We cannot accept the argument that beyond the willfulness to be inferred from this record some express evidence of “fraud” or evil intent, such as the willful falsification of records apart from the return in question, was indispensable to any conviction. Notwithstanding various means of proof, the gist of the charges was willfulness in making a false return, not fraud or deceit in an abstract sense or in different context. We conclude that the question of willfulness was for the jury. 4

The appellant’s contention that the government improperly used “false testimony” and summary exhibits incorporating that testimony to convict him arises in view of evidence tending to prove: In 1961, a bill was pending before the Oklahoma House of Representatives to legalize pari-mutuel betting on horse races. Appellant was then Speaker of the House of Representatives. There was a group interested in seeing that this bill was passed with a view to managing a race track in Oklahoma. Among them were Dillon, Wallace and Barron. They talked at Albuquerque, New Mexico, of obtaining a license and of “publicity and whatever it might take to get the race track going” in Oklahoma City. For the purpose of advancing the project Wallace obtained a cashier’s check for $5,000 payable to Oklahoma City; but when Barron said this check wasn’t any good to him because cash was necessary, the check was converted into currency and the currency, according to Wallace and Dillon, delivered as such to Barron pending the latter’s trip to Oklahoma City.
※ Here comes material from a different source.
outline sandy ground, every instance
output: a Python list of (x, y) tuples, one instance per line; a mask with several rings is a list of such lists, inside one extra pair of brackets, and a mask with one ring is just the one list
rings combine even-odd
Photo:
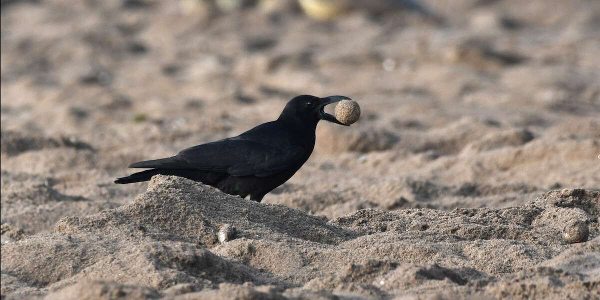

Barron testified that he did not receive currency as such but a “bulky envelope” from either Wallace or Dillon. He said he did not definitely know that this envelope contained currency and was precluded by defendant’s objection from testifying what “it was alleged to contain”. Barron traveled to Oklahoma City within a few days, had a conference concerning the race track project with others there arid then visited appellant at the State Capitol where in the course of a conversation concerning the pending bill he handed the envelope to appellant who put it in a drawer of his desk. Following their initial introduction and before the delivery of the envelope appellant volunteered that he understood Barron was with a group that was interested in the racing picture and said that the chances of the bill’s passing looked favorable. Barron further tes *797 tified that when he handed appellant the envelope nothing was said about it by either one of them but that appellant put the envelope in a drawer of his. desk.